The troops get into position, their guns and cannons blazing over what was once a peaceful and serene Knox County field.
But it’s all a re-enactment — on the 151st anniversary of the first armed conflict with casualties in the state of Kentucky during the Civil War.
And this weekend, the Battle of Barbourville will fire up again.
This Saturday and Sunday’s battle will be the 12th re-enactment of the historic event. The battlefield will be staged at Minton Hickory Farm, located a quarter-mile past Barbourville on KY 225 South. The gates open at 10 a.m. both days, with Saturday’s battle beginning at 2:30 p.m., and Sunday’s battle starting at 2 p.m.
Over those past years, the experience of going back into a pivotal time in Kentucky and the nation’s history has brought thousands of visitors to the hundred acres along the Cumberland River.
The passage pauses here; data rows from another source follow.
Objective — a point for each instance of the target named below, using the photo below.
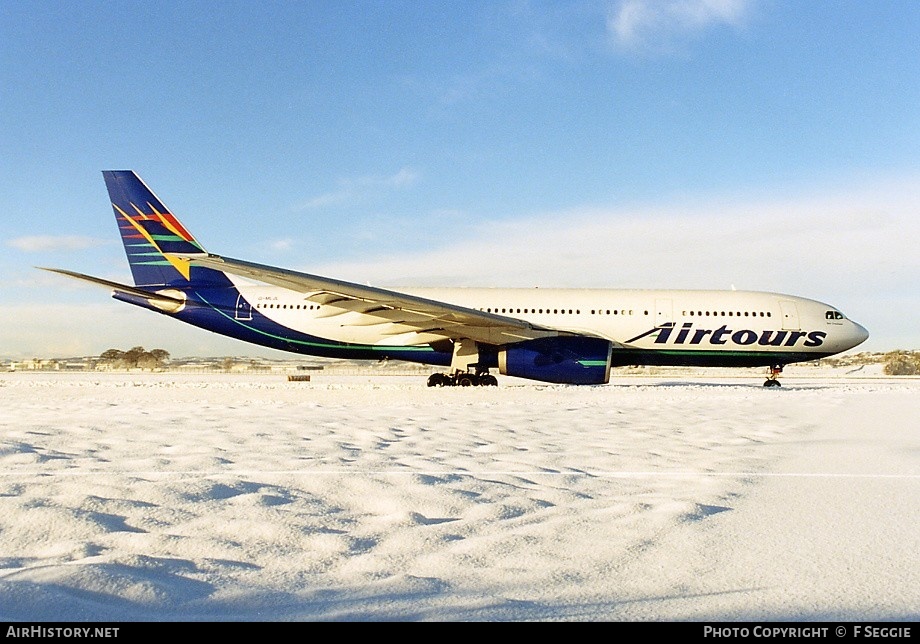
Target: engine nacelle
(575, 360)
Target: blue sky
(688, 144)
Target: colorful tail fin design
(148, 230)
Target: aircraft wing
(408, 313)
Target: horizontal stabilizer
(118, 288)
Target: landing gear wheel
(438, 380)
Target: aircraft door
(243, 308)
(790, 316)
(664, 311)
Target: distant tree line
(135, 358)
(902, 363)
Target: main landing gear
(462, 379)
(773, 378)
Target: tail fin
(149, 231)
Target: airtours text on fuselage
(688, 335)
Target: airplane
(566, 336)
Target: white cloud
(655, 24)
(46, 243)
(355, 188)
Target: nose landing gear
(773, 378)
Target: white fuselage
(650, 320)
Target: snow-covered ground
(658, 497)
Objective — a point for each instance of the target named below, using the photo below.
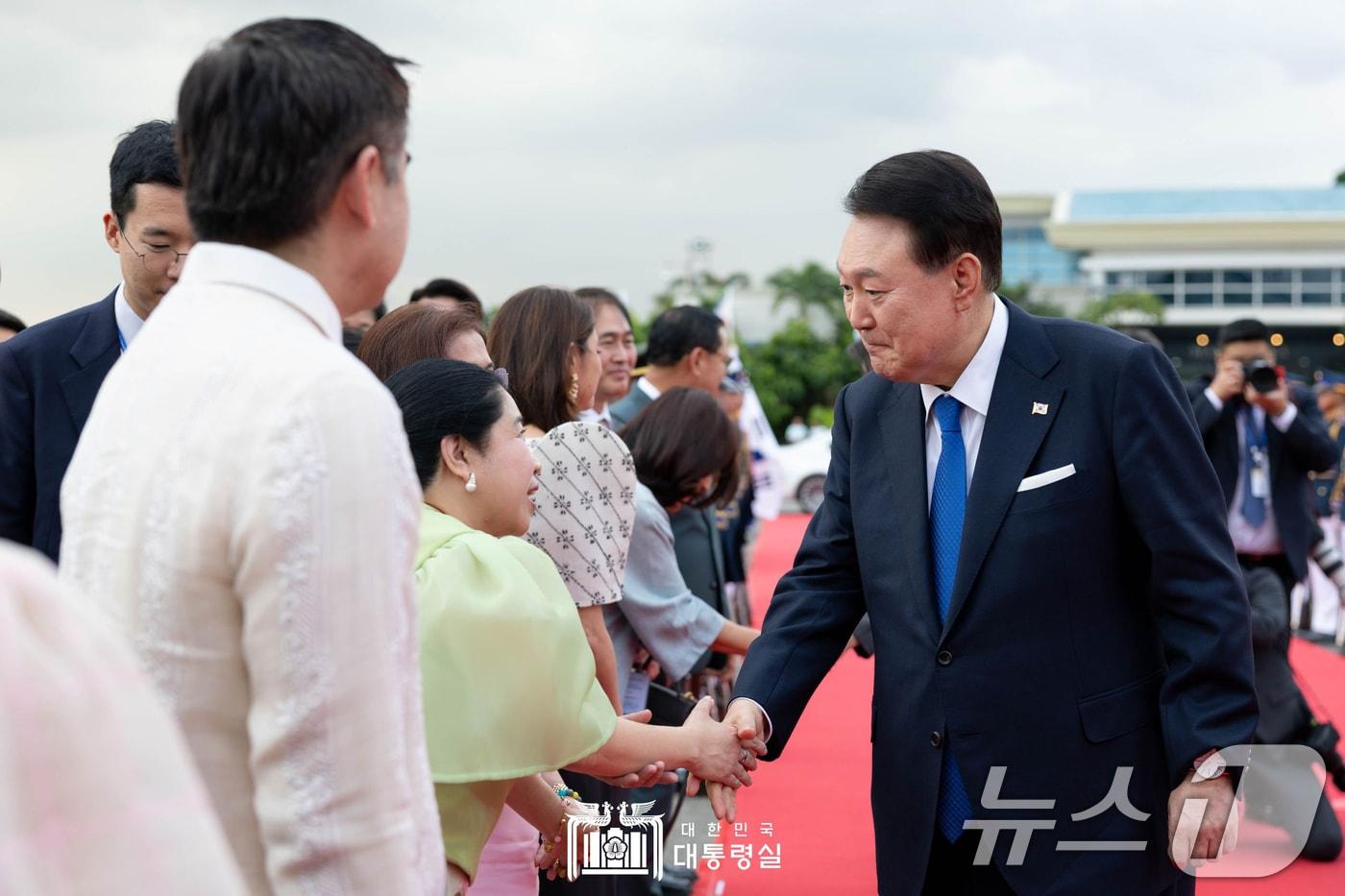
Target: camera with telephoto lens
(1328, 559)
(1261, 375)
(1322, 738)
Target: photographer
(1263, 440)
(1284, 718)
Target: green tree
(796, 372)
(810, 287)
(699, 287)
(1125, 308)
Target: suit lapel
(1011, 440)
(903, 423)
(94, 350)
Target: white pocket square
(1046, 478)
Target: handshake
(729, 752)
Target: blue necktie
(1254, 506)
(945, 514)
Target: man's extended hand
(746, 720)
(1201, 819)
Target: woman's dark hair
(271, 120)
(530, 336)
(441, 399)
(413, 332)
(681, 437)
(11, 322)
(450, 288)
(945, 204)
(144, 155)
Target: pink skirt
(507, 862)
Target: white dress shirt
(242, 505)
(128, 322)
(1248, 539)
(602, 417)
(648, 388)
(972, 389)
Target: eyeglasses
(158, 260)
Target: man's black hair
(676, 331)
(1244, 329)
(945, 204)
(271, 120)
(143, 155)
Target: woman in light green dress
(507, 674)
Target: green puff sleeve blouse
(506, 673)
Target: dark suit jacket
(49, 376)
(1304, 447)
(699, 547)
(1284, 712)
(1095, 623)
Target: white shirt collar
(648, 388)
(978, 379)
(598, 416)
(262, 272)
(128, 322)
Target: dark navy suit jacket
(1293, 453)
(49, 376)
(1096, 623)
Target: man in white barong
(242, 502)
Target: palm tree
(813, 285)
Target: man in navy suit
(1025, 510)
(1263, 446)
(51, 372)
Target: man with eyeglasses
(50, 373)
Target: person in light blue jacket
(686, 455)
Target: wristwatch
(1210, 765)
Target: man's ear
(696, 359)
(111, 231)
(358, 187)
(452, 449)
(966, 280)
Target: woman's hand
(648, 777)
(720, 754)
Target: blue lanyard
(1257, 439)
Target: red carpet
(817, 795)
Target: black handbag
(669, 707)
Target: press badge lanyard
(1257, 444)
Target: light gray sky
(589, 143)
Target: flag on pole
(767, 476)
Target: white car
(804, 469)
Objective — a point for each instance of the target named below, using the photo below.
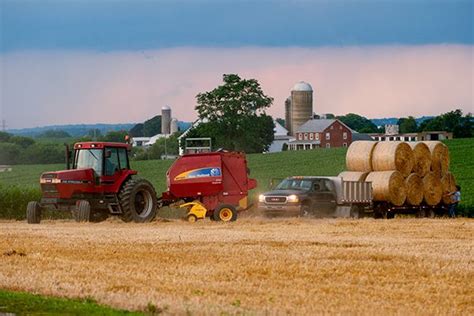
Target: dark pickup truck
(317, 196)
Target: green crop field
(264, 167)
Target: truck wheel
(82, 213)
(225, 213)
(191, 218)
(33, 213)
(357, 212)
(138, 201)
(305, 210)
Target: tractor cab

Many of those visitors come back — to watch the cavalry, infantry and artillery demonstrations, to see the camps set up by Confederate and Union army troops, or to buy items for sale that’s related to the Civil War.
Ron Bowling of Barbourville, who plays a field commander in the battles, says it’s an experience that’s breathtaking to witness.
“When people come here on the third weekend of September, they come for a lot of sights and sounds. They come to step back into 1861 and see what the armies went through. They come for the Civil War camps, the battles that we portray, and the skits we put on. They come here to see history come alive,” Bowling noted.
While many of the elements that make the weekend a must-see for Civil War buffs and students of history remain in place, he pointed out there will be a remembrance of a person who played a major part in the re-enactment.
“That will be a special memorial service for Ray Adkins, the founder of the Battle of Barbourville, who died on July 5, of this year. It’ll be a Civil War period memorial service, called ‘Drinking From the Same Canteen.’ That will be this Saturday,” said Bowling.
Also this Saturday, the Period Ball will be held at night, as will “Night Fire,” featuring cannon fire during the nighttime, and some different presentations of persons involved in the battle. That includes a Civil War character portrayed by a member of Kentucky Chautauqua, part of the Kentucky Humanities Council.
Bowling said, “That would be Johnny Green. He was in the Orphan Brigade. He’ll be here Saturday at 1 p.m.”
According to the Kentucky Humanities Council’s website, Johnny Green was 19 when the Civil War broke out. He was one of the few soldiers in the Orphan Brigade who was alive when the war ended. Soldiers in that brigade were unable to return to their home state of Kentucky until the war was over because they fought for the Confederacy and could be tried for treason during the Civil War.
Portraying Johnny Green in the presentation “An Orphan’s Survival” will be Ethan Sullivan Smith of Cynthiana.
“So there’s a lot more going on than just the battle. That’s why people come back for the Battle of Barbourville,” reported Bowling.